Russia Reform Monitor: No. 1615

Related Categories: Democracy and Governance; Economic Sanctions; Energy Security; Human Rights and Humanitarian Issues; International Economics and Trade; Warfare; Europe; Russia; Ukraine

January 1:

The New York Times reports that Russia has cut off natural gas supplies to Ukraine following weeks of wrangling over steep price increases and accusations from Moscow that Kyiv has been siphoning off gas intended for Europe. The crisis, which has been brewing for weeks over Russia’s demands for higher payments and a full accounting of Ukraine's outstanding debt to Moscow, escalated in recent days, after Gazprom, Russia's natural gas monopoly, nearly doubled the price per 1,000 cubic meter of natural gas (from $250 to $418) – a cost that the Ukrainian government has said it could not afford. "The message is very simple," the executive director of Gazprom’s export arm, Ilya Kochevrin, told the Times in a telephone interview. "If you receive a product, you have to pay for it. If you don't pay, you don’t receive it."


January 2:

Russian President Dmitry Medvedev has signed into law a controversial new bill that eliminates jury trials for offenders accused of "crimes against the state," a broad category of offenses encompassing treason, revolt, espionage or terrorism. According to the Los Angeles Times, the new law provides for the alleged perpetrators of such crimes to be sentenced by a trio of judges, and paves the way for stronger police and intelligence measures against such perceived "enemies." "It's a preparation for terror, although not the grand terror of the 1930s," says Andrei Illarionov, a former economic advisor to Putin who is now an outspoken Kremlin critic. "They are much smarter now. They are preparing some kind of selective terror against those who are courageous enough to speak up."


January 3:

Although the dawning of a new year is celebrated the world over, the festivities in Russia have proven to be more deadly than most. Russia's Regnum news agency reports that revelry relating to the New Year’s holiday in Russia's second city, St. Petersburg, resulted in more than thirty fires, and at least one fatality.


January 4:

Russian premier Vladimir Putin's United Russia party may be the most powerful political faction in Russian politics, but that has not stopped it from attempting to expand its influence still further. The latest target is the Arkhanglesk Oblast, where Regnum, a Russian news agency, reports United Russia has fielded 131 candidates in municipal elections, vastly outpacing rivals Righteous Russia, the Communist Party and LDPR, which trailed with 27, 9 and 3 candidates respectively.

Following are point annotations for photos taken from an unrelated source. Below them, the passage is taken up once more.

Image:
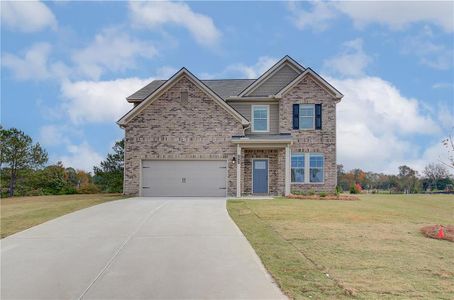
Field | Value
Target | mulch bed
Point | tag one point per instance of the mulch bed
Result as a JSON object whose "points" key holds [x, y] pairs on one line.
{"points": [[327, 197], [432, 232]]}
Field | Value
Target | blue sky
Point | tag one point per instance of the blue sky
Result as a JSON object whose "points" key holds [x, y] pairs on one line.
{"points": [[66, 67]]}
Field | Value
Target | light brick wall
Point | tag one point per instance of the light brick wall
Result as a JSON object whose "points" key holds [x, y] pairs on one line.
{"points": [[197, 128], [308, 91]]}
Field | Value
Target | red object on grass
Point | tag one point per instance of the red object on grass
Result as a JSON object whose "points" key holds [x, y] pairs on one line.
{"points": [[440, 233]]}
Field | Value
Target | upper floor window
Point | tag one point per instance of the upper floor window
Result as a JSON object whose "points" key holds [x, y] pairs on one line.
{"points": [[307, 116], [260, 118], [316, 168], [307, 168]]}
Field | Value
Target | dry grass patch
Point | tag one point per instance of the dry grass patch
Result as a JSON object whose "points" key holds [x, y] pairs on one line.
{"points": [[20, 213], [370, 249]]}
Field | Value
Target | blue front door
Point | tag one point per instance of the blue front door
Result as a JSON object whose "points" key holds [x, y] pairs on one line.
{"points": [[260, 176]]}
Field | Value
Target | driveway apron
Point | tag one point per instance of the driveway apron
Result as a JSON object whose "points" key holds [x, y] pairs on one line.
{"points": [[138, 248]]}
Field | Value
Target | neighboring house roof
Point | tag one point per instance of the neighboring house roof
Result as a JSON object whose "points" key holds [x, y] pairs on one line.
{"points": [[168, 84], [223, 87]]}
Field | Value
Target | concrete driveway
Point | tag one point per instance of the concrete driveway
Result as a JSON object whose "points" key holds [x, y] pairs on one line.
{"points": [[139, 248]]}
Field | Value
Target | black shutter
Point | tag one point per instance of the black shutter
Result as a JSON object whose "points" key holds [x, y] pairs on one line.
{"points": [[318, 116], [296, 116]]}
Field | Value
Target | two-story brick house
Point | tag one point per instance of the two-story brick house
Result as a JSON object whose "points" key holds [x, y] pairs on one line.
{"points": [[271, 135]]}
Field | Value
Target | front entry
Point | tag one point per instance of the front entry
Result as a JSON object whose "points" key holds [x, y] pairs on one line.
{"points": [[260, 176]]}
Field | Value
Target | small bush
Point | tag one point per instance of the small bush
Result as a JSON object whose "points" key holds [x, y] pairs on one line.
{"points": [[355, 189], [338, 190]]}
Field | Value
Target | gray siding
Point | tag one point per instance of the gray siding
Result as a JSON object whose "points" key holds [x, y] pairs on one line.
{"points": [[276, 82], [245, 110]]}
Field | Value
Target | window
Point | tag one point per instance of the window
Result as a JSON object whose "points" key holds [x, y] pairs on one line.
{"points": [[260, 118], [307, 168], [307, 116], [316, 168], [298, 168]]}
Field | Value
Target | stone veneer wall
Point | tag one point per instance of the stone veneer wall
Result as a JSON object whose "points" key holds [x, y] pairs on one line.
{"points": [[171, 128], [308, 91], [276, 159]]}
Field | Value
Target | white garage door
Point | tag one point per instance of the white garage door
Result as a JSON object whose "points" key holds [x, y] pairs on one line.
{"points": [[184, 178]]}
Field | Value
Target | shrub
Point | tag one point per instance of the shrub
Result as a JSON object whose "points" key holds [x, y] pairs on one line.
{"points": [[338, 190], [355, 188]]}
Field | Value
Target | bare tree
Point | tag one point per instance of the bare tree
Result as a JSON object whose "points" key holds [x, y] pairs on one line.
{"points": [[435, 172], [448, 143]]}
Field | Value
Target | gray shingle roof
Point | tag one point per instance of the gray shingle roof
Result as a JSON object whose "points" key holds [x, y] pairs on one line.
{"points": [[223, 87]]}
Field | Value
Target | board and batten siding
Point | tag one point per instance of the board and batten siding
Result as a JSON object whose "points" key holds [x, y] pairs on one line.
{"points": [[275, 83], [245, 110]]}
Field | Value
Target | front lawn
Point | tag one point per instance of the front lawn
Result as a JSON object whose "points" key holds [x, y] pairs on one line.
{"points": [[20, 213], [369, 249]]}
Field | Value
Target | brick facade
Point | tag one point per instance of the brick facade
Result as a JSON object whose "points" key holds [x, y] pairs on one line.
{"points": [[308, 91], [174, 128], [196, 127]]}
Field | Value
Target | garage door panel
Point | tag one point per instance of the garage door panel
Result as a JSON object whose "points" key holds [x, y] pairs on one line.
{"points": [[184, 178]]}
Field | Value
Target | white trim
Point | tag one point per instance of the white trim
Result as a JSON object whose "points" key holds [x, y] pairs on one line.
{"points": [[287, 170], [268, 174], [299, 116], [324, 84], [167, 85], [285, 60], [238, 171], [304, 168], [267, 117], [307, 168]]}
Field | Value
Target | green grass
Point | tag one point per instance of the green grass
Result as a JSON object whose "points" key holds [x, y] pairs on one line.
{"points": [[367, 249], [20, 213]]}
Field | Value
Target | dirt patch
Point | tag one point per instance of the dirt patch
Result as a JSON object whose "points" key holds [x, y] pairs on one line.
{"points": [[433, 231], [327, 197]]}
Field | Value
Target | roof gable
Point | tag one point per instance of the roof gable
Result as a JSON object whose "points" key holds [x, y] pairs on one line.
{"points": [[275, 79], [168, 84], [319, 80]]}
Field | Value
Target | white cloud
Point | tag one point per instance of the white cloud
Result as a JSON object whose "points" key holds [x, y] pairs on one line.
{"points": [[351, 62], [377, 125], [99, 101], [318, 17], [241, 70], [434, 55], [253, 71], [33, 65], [27, 16], [153, 14], [443, 85], [111, 50], [394, 14], [398, 15], [81, 156]]}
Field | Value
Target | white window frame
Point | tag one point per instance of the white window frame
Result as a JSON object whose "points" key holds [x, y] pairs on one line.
{"points": [[307, 167], [267, 107], [323, 169], [313, 116], [304, 167]]}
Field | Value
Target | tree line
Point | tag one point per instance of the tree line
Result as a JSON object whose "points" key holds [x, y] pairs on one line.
{"points": [[434, 178], [24, 170]]}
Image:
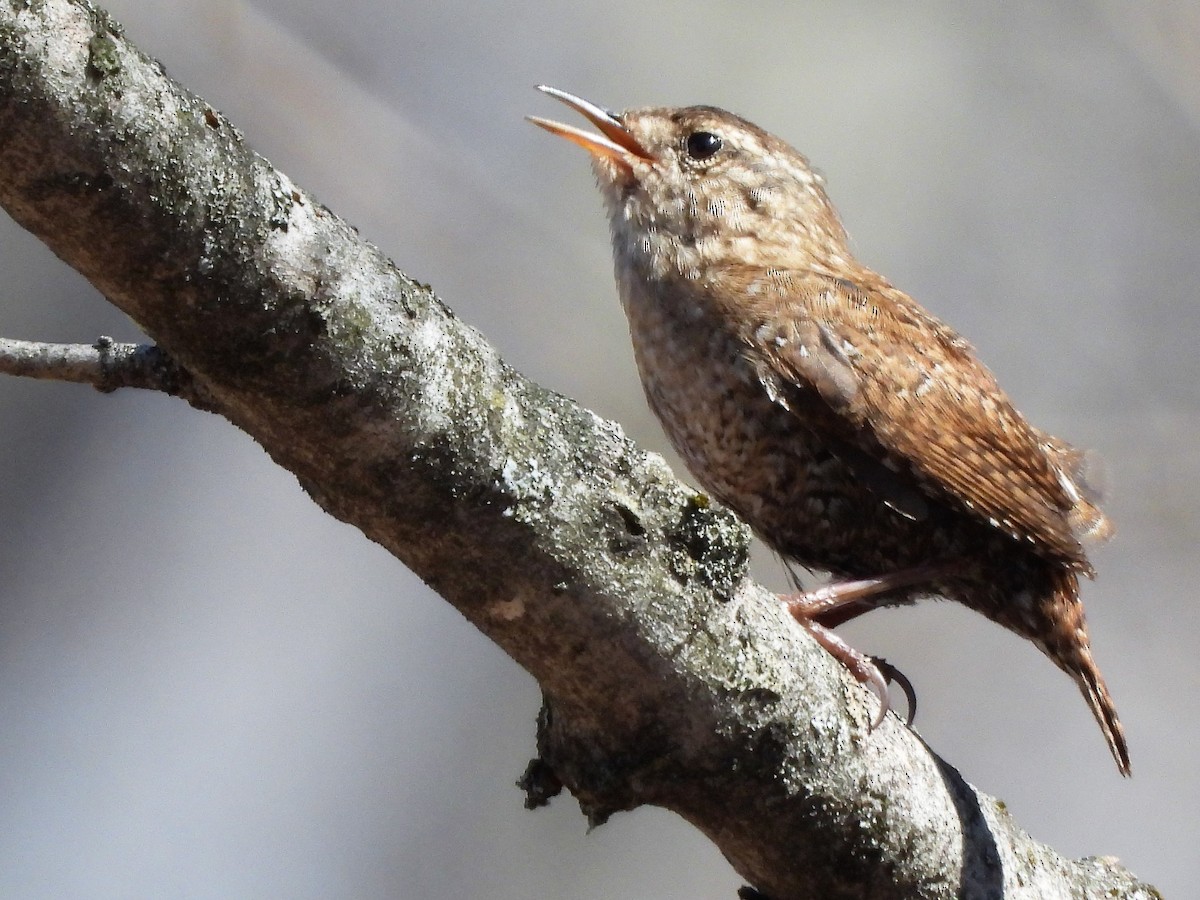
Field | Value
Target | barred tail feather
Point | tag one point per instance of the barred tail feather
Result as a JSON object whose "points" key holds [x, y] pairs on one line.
{"points": [[1071, 649]]}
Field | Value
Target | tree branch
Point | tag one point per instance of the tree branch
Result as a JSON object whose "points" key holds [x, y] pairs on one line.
{"points": [[105, 365], [669, 677]]}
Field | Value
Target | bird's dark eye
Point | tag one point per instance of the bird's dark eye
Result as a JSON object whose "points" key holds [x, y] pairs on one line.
{"points": [[703, 144]]}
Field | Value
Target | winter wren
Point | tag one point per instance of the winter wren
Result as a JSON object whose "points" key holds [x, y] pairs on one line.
{"points": [[852, 430]]}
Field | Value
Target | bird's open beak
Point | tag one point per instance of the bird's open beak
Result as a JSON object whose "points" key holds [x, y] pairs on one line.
{"points": [[615, 142]]}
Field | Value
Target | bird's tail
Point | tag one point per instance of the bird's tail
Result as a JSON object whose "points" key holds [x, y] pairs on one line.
{"points": [[1071, 649]]}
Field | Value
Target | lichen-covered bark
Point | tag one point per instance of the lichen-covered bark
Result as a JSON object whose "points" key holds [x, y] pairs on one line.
{"points": [[669, 677]]}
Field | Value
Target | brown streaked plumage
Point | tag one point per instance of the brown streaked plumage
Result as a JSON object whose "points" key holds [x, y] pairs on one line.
{"points": [[852, 430]]}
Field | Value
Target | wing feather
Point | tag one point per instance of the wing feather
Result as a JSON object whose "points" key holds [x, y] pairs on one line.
{"points": [[911, 394]]}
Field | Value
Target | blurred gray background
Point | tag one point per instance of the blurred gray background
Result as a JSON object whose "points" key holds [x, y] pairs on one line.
{"points": [[210, 689]]}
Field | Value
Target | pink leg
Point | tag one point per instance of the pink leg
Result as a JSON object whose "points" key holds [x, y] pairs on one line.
{"points": [[846, 598]]}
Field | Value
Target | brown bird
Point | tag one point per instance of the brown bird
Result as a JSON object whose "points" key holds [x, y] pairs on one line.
{"points": [[852, 430]]}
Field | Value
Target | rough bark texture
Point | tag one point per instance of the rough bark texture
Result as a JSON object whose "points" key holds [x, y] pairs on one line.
{"points": [[669, 677]]}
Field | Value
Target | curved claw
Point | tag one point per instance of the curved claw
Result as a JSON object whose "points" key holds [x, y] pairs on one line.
{"points": [[863, 667], [891, 673], [879, 685]]}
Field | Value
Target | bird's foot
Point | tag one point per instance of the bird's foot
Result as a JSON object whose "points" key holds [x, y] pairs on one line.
{"points": [[837, 603]]}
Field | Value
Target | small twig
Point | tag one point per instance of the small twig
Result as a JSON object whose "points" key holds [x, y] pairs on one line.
{"points": [[105, 365]]}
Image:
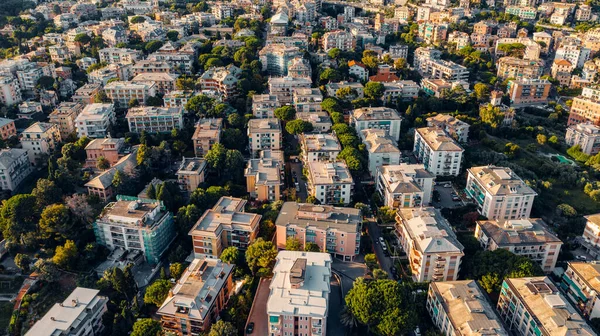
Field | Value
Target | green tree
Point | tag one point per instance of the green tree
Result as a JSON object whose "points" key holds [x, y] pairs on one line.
{"points": [[230, 255], [261, 254], [293, 244], [66, 255], [222, 328], [374, 90], [146, 327], [285, 113], [157, 292]]}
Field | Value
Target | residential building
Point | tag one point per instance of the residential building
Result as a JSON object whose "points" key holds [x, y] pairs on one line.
{"points": [[456, 128], [299, 277], [197, 297], [14, 167], [265, 176], [384, 118], [94, 120], [191, 173], [319, 147], [40, 140], [382, 149], [581, 282], [264, 134], [284, 87], [207, 133], [112, 149], [434, 252], [586, 135], [512, 67], [462, 308], [10, 92], [7, 128], [137, 224], [440, 154], [79, 314], [534, 306], [264, 105], [226, 224], [404, 185], [339, 39], [528, 91], [499, 193], [154, 119], [121, 93], [527, 237], [330, 182]]}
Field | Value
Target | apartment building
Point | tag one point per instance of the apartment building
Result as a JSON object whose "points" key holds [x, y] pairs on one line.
{"points": [[197, 298], [440, 154], [534, 306], [528, 237], [384, 118], [264, 106], [457, 129], [586, 107], [284, 87], [40, 140], [64, 117], [7, 128], [226, 224], [14, 167], [499, 193], [529, 91], [461, 308], [265, 175], [299, 277], [119, 55], [191, 173], [434, 252], [79, 314], [307, 100], [335, 230], [339, 39], [586, 135], [330, 182], [512, 67], [121, 93], [581, 283], [154, 119], [94, 120], [207, 133], [264, 134], [404, 185], [137, 224], [10, 92]]}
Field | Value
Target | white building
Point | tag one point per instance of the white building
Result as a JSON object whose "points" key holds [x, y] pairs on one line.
{"points": [[441, 155], [499, 193]]}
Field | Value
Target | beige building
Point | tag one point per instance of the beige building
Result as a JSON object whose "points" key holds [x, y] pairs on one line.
{"points": [[499, 193], [40, 140], [226, 224], [191, 173], [405, 185], [265, 175], [462, 308], [528, 237], [264, 134], [434, 252], [64, 117], [207, 133], [330, 182], [535, 306]]}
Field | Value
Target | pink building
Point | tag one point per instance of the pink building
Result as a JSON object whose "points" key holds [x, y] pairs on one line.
{"points": [[334, 229]]}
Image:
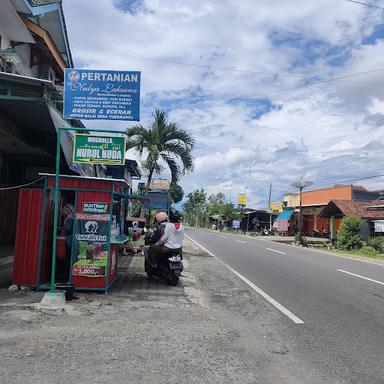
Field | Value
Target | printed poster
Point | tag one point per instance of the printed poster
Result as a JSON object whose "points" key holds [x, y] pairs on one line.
{"points": [[91, 245]]}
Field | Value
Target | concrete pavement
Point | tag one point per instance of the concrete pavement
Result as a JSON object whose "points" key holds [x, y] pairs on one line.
{"points": [[211, 328], [341, 302]]}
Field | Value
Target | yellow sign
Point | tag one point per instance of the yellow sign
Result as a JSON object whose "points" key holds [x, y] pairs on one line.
{"points": [[242, 199], [160, 184], [276, 206]]}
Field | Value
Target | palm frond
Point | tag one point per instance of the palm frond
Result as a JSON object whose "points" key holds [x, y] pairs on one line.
{"points": [[173, 167]]}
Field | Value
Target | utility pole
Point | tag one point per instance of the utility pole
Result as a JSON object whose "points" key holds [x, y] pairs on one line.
{"points": [[301, 184], [269, 206], [249, 198]]}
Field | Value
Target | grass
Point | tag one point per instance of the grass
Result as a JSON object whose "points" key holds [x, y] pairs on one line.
{"points": [[378, 256]]}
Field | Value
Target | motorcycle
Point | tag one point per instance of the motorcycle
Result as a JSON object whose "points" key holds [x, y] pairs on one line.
{"points": [[265, 232], [169, 266]]}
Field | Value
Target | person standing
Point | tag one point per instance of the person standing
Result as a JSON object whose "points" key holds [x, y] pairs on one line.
{"points": [[68, 212]]}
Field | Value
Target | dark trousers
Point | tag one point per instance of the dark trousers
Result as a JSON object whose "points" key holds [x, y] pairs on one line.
{"points": [[157, 251]]}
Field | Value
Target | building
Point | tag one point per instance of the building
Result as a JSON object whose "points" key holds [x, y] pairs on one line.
{"points": [[371, 211], [34, 51], [314, 201]]}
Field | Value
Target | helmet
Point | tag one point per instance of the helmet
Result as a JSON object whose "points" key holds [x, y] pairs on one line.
{"points": [[174, 217], [161, 217]]}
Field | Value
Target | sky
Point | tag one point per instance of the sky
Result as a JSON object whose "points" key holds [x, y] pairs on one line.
{"points": [[273, 91]]}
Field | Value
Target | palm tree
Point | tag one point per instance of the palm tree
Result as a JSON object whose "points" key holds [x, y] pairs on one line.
{"points": [[162, 142]]}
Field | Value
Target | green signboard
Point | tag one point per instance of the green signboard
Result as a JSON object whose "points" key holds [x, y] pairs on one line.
{"points": [[99, 149], [95, 207]]}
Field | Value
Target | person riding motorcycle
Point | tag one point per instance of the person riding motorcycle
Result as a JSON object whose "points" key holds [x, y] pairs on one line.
{"points": [[160, 219], [170, 241]]}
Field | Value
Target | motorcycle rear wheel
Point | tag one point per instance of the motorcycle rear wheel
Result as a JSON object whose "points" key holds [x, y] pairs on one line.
{"points": [[147, 269], [172, 279]]}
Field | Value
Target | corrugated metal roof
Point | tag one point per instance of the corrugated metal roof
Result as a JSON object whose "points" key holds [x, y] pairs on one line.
{"points": [[38, 3], [362, 208], [285, 215]]}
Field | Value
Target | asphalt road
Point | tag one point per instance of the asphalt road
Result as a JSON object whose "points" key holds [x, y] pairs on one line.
{"points": [[339, 300]]}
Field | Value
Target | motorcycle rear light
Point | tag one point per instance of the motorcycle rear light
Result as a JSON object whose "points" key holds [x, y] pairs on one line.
{"points": [[174, 259]]}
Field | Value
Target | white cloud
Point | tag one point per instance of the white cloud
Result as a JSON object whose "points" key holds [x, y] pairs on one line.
{"points": [[318, 131]]}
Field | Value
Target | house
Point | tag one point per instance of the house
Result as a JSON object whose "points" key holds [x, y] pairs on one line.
{"points": [[34, 51], [371, 211], [314, 201]]}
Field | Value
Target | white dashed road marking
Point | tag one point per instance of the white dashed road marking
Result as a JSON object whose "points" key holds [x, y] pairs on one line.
{"points": [[258, 290], [275, 250], [361, 277]]}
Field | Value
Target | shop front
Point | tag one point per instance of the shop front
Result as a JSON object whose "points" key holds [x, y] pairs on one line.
{"points": [[90, 238]]}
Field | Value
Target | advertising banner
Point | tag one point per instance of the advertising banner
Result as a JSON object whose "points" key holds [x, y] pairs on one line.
{"points": [[242, 199], [91, 149], [276, 206], [92, 207], [91, 245], [103, 95], [159, 200], [236, 224]]}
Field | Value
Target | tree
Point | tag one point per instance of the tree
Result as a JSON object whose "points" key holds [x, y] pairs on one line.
{"points": [[195, 207], [162, 142], [215, 199], [348, 236], [176, 193]]}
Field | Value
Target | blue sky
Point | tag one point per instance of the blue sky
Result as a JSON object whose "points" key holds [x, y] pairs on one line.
{"points": [[239, 75]]}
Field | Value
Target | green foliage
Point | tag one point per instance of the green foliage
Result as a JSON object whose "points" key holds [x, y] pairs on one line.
{"points": [[176, 193], [369, 251], [348, 236], [377, 243], [162, 143], [200, 210], [216, 199], [195, 207]]}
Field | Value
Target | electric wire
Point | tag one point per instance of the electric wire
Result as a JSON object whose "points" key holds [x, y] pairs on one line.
{"points": [[366, 4], [21, 186]]}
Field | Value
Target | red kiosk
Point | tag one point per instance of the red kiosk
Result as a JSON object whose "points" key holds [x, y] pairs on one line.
{"points": [[98, 232]]}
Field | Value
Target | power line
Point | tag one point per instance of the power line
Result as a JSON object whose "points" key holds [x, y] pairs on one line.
{"points": [[208, 66], [366, 4], [316, 83]]}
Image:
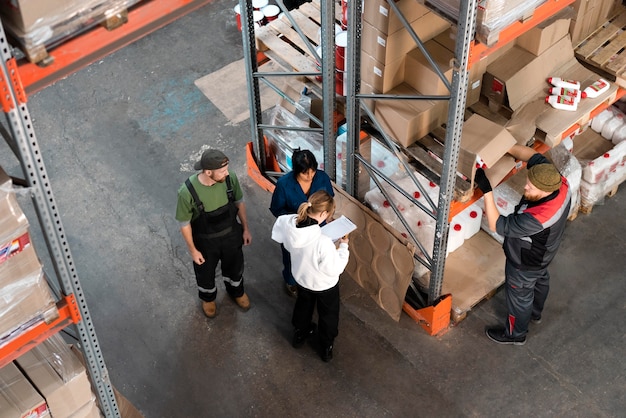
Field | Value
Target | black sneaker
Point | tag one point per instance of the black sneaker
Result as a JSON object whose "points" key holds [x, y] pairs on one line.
{"points": [[291, 290], [327, 353], [498, 335], [300, 336]]}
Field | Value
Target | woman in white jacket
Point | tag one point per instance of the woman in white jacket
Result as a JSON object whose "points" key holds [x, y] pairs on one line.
{"points": [[316, 263]]}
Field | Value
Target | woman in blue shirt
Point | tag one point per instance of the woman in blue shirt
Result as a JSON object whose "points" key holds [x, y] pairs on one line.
{"points": [[292, 189]]}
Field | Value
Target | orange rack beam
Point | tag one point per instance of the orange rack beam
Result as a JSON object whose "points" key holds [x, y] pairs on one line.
{"points": [[146, 17], [479, 51], [68, 314]]}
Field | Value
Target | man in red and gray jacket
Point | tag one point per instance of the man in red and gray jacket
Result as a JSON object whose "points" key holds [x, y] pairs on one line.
{"points": [[532, 235]]}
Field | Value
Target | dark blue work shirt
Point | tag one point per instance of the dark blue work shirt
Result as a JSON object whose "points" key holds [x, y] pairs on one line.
{"points": [[288, 195]]}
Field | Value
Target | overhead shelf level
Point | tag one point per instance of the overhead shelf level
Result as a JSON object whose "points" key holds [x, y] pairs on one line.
{"points": [[479, 50], [75, 53]]}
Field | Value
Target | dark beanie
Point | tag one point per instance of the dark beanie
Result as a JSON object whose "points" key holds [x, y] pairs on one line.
{"points": [[545, 177], [212, 159]]}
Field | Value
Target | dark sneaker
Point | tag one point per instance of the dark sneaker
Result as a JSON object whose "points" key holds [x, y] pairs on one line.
{"points": [[498, 335], [243, 302], [209, 309], [327, 353], [292, 290], [300, 336]]}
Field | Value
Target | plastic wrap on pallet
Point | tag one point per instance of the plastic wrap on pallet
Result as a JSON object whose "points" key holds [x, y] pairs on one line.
{"points": [[492, 15], [13, 222], [283, 142], [18, 398], [24, 295], [593, 193], [44, 22], [60, 377], [422, 225], [569, 167]]}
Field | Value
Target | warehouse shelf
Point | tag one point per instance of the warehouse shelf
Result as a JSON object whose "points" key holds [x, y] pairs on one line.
{"points": [[545, 10], [68, 313], [467, 52], [76, 53], [72, 308]]}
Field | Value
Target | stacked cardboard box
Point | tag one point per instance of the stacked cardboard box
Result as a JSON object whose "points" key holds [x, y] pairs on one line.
{"points": [[18, 397], [385, 41], [590, 15], [492, 15], [24, 293], [37, 23], [61, 379]]}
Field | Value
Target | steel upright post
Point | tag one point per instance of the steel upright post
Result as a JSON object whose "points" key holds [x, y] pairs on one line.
{"points": [[465, 33], [20, 125]]}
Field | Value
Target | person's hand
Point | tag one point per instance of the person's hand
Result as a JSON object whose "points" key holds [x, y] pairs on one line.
{"points": [[481, 181], [247, 237], [197, 257]]}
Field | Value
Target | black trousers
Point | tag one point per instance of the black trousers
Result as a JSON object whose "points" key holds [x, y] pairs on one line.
{"points": [[526, 294], [227, 250], [327, 303]]}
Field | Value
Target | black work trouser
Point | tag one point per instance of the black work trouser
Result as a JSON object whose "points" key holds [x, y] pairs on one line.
{"points": [[526, 294], [327, 302], [227, 250]]}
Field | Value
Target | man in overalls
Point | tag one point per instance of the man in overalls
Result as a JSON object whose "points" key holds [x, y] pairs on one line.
{"points": [[215, 227]]}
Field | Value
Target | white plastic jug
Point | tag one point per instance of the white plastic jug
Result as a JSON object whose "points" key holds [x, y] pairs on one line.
{"points": [[596, 170], [598, 122], [470, 218], [611, 126], [455, 236]]}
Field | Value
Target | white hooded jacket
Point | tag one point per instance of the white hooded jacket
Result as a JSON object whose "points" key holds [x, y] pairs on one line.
{"points": [[316, 262]]}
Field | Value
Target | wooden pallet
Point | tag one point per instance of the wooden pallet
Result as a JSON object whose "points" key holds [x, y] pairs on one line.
{"points": [[280, 42], [39, 52], [605, 48]]}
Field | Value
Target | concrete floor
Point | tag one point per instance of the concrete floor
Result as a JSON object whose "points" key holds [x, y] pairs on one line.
{"points": [[116, 137]]}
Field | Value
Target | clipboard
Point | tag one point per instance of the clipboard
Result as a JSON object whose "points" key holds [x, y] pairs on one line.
{"points": [[338, 228]]}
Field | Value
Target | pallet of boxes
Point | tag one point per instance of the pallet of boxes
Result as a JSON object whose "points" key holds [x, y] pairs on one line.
{"points": [[48, 380], [36, 26]]}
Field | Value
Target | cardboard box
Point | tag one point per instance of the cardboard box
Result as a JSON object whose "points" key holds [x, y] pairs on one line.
{"points": [[58, 375], [89, 410], [28, 15], [420, 74], [379, 14], [385, 48], [18, 398], [13, 222], [24, 292], [476, 71], [494, 15], [519, 77], [406, 121], [589, 145], [546, 34], [490, 141], [382, 77], [552, 123]]}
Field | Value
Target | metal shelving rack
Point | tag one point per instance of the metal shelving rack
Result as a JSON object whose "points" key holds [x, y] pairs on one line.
{"points": [[72, 307], [467, 51], [354, 110]]}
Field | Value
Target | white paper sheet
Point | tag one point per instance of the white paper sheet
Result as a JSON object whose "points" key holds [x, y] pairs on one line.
{"points": [[338, 228]]}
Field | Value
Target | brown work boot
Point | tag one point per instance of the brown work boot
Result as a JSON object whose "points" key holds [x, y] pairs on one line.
{"points": [[243, 302], [209, 308]]}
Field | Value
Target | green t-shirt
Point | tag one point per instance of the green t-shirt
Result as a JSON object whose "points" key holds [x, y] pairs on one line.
{"points": [[213, 197]]}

The idea of a union between Russia and Belarus appears to have taken a back seat to more pressing economic and geopolitical concerns in Moscow in recent months, but it is still very much a hot topic in Minsk. "The matters on construction of the Union State, the fulfillment of the Belarusian-Russian agreements were discussed on January 4 by Belarus President Aleksandr Lukashenko and members of the government," the Belarusian Ministry of Foreign Affairs announced in an official statement the same day. Russian President Alexandr Lukashenko, moreover, appears to be among the most ardent champions of the idea. According to the release, Lukashenko has urged his government that "measures should be taken to speed up the formation of the common economic area on the territory of the Belarus-Russia Union State, to avoid delays in transition to the single tax policy, equal conditions for business entities and the single structural industrial policy."